Марийский лесоповал: Врачом за колючей проволокой - страница 3

стр.

За это время я прошел суровую школу, узнал, что такое лагеря и тюрьмы, и научился всеми правдами и неправдами бороться за свою жизнь. И меньше всего кулаками.

Зэки в большинстве своем жили по закону: «если попадешь в лагерь, то оставляй совесть за зоной» и «порядочный человек тот, кто делает подлости неохотно». У меня были иные взгляды, и я пытался по возможности помогать своим товарищам по несчастью. Когда я стал работать врачом, то почувствовал себя шахматистом, обдумывающим очередной ход при сложной позиции фигур. И заранее никогда не знал, чем кончится эта игра — в мою пользу или нет.

Я должен был угождать вольнонаемным и уркаганам, помогать доходягам, идти навстречу придуркам, да и не забывать о себе.

Постоянно встречались в моем фарватере подводные камни, которые приходилось осторожно обходить, чтобы не разбиться. И все-таки я проиграл. Результат — мне прибавили два года.

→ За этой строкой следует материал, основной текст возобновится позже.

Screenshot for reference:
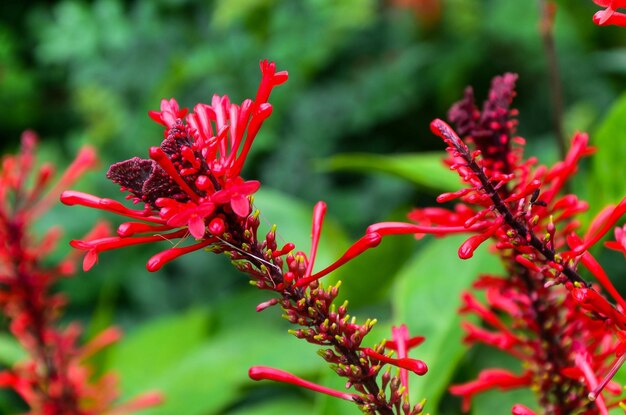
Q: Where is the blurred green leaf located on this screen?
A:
[319,152,459,192]
[393,236,501,410]
[468,345,540,415]
[254,188,350,275]
[108,309,209,396]
[228,398,313,415]
[114,322,319,415]
[0,333,27,366]
[589,94,626,214]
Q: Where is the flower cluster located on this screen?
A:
[61,61,427,415]
[61,61,287,271]
[369,74,626,414]
[0,132,160,415]
[593,0,626,27]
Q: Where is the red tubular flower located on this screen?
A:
[450,369,532,412]
[61,61,287,270]
[368,76,626,414]
[248,366,359,402]
[593,0,626,27]
[61,61,424,415]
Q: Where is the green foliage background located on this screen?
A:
[0,0,626,415]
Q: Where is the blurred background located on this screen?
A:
[0,0,626,415]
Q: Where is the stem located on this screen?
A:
[453,136,591,287]
[511,267,580,415]
[0,215,77,414]
[233,219,394,415]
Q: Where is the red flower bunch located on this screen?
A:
[593,0,626,27]
[0,132,160,415]
[61,61,287,271]
[61,61,427,415]
[369,74,626,414]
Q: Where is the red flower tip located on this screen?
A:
[361,348,428,376]
[146,238,216,272]
[511,403,537,415]
[296,233,382,287]
[248,366,357,402]
[385,336,426,351]
[256,298,278,312]
[430,118,469,151]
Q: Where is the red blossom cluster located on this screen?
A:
[369,74,626,415]
[61,61,427,415]
[593,0,626,27]
[0,132,160,415]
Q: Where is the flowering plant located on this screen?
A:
[0,0,626,415]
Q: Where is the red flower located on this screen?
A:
[593,0,626,27]
[450,369,532,412]
[211,177,261,218]
[61,61,287,270]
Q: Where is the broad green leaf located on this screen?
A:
[254,189,350,280]
[0,333,26,366]
[466,345,538,415]
[311,324,391,415]
[319,152,459,192]
[227,398,313,415]
[589,94,626,218]
[393,236,501,411]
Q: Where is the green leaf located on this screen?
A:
[589,94,626,214]
[393,236,501,411]
[319,152,459,192]
[0,333,26,366]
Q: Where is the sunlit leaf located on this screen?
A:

В казанской пересылке не было необходимости нарушать закон, и главное — здесь никто не требовал от меня освобождения от работы. Зэки сидели в своих камерах и ждали с нетерпением очередной этап, чтобы попасть в колонию. Я выполнял лишь чисто медицинские функции и лечил.

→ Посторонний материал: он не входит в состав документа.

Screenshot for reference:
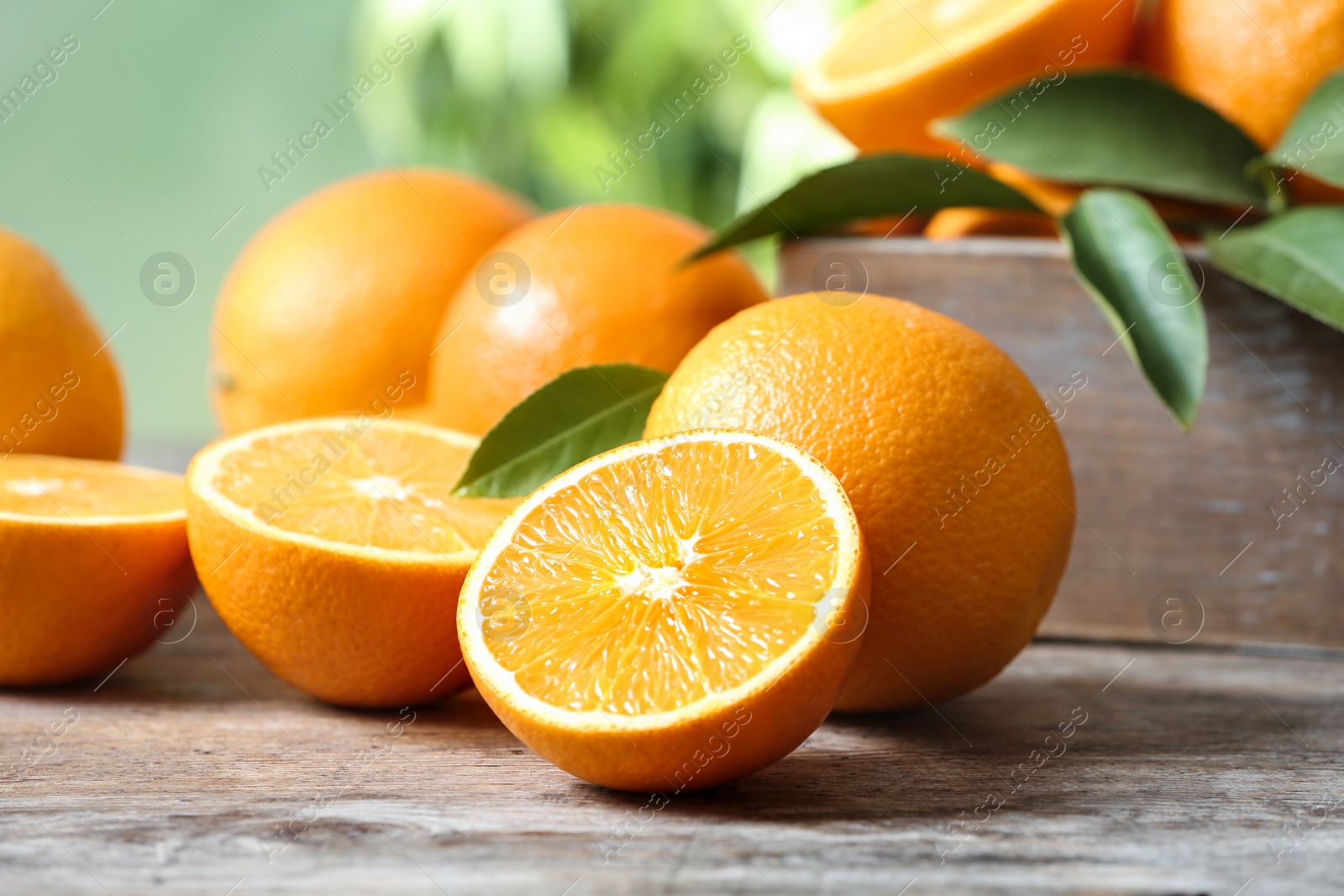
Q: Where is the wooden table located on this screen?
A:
[0,595,1344,896]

Сейчас, однако, все должно было вновь повториться: амбулаторные приемы, на которых урки будут угрожать, борьба с симулянтами, комиссовки... Единственное положительное в этом перемещении было то, что я вновь смог дышать свежим воздухом.

О Марийской республике я знал не очень много. Помнил название ее столицы — Йошкар-Ола, что там живут марийцы — угро-финский народ — который раньше называли черемисами, и что республика богата лесом.

На этот раз я шел через вахту с большим багажом. Кроме рюкзака держал в руках еще чемодан из фанеры с висячим замком. Чемодан смастерили мне в пересылке. В нем лежали медицинские справочники, которые мне прислала Аня, жена моего расстрелянного дяди Степана.

Письма я получал сейчас регулярно, и для меня они были всегда радостным событием. Правда, казалось странным, что где-то есть у меня еще жена, которая ждет и любит меня. Прошлое отодвинулось очень далеко назад и было больше похоже на сон.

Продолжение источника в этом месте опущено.